Bachelor’s degree programmes

Below, you can find the joint Bachelor's degree programmes that the three universities offer.

Clinical Technology

Advanced scans and custom-made 3D-printed artificial organs - it is impossible to imagine the healthcare sector without medical technology. However, these innovative treatment methods call for a new type of medical professional. Someone with both medical and technical knowledge, who can form a link between technology and the patient. In this programme, you learn about medicine as well as medical technology.

Leiden University
Delft University of Technology
Erasmus University Rotterdam            

Life Science & Technology

Can you alter a virus in such a way that it works like a medicine?
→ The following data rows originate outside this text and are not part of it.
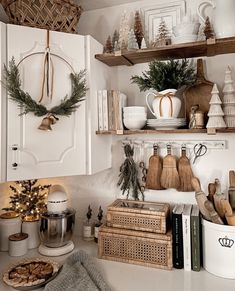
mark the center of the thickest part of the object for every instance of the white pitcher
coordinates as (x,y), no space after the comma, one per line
(223,16)
(165,105)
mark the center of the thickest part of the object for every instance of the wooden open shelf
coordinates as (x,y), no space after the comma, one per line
(179,51)
(173,131)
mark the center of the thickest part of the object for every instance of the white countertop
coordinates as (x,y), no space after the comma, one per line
(126,277)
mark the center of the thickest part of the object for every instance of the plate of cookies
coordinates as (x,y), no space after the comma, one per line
(31,273)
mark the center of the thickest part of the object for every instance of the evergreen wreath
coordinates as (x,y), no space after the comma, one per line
(25,102)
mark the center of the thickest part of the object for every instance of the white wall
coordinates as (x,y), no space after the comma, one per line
(101,189)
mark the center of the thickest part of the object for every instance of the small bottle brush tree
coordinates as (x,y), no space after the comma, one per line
(138,28)
(208,30)
(28,199)
(229,99)
(163,37)
(124,31)
(164,75)
(108,49)
(132,42)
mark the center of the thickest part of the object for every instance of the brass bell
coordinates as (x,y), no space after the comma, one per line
(46,124)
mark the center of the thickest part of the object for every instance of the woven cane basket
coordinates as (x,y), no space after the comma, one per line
(58,15)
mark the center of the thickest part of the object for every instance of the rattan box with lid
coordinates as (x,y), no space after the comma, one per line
(138,215)
(135,247)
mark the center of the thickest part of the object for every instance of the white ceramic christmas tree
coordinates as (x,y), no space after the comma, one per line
(123,31)
(229,99)
(216,114)
(132,41)
(143,44)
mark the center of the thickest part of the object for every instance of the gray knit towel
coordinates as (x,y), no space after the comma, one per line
(78,274)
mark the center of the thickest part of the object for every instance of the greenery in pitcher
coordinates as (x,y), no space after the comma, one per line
(165,75)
What do penicillin, beer, and bio-degradable plastic have in common? How can you change bacteriaso that they will purify really everything in water? This is what you learn at Life Science & Technology (LST) in the joint TU Delft and Leiden University programme.

Leiden University
Delft University of Technology

Molecular Science & Technology

Your food, your clothes, your beauty cream, your mobile phone and the energy that is needed for your home and for your transport - your everyday life is packed with chemistry. Do you want to learn all about the fundamental, industrial, and societal aspects of chemistry? You can do so on the Molecular Science & Technology (MST) programme offered by TU Delft and Leiden University, the only programme of its kind in the Netherlands.

Delft University of Technology
Leiden University

Nanobiology

Nanobiology uses the language of mathematics in the context of physics in order to examine the complexity of biology. A unique feature of the programme is that the strong fundamental background in mathematics, physics and modern biology is taught from the very beginning. The programme provides a thorough grounding in physics and mathematics and focuses on the biomedical and nanosciences.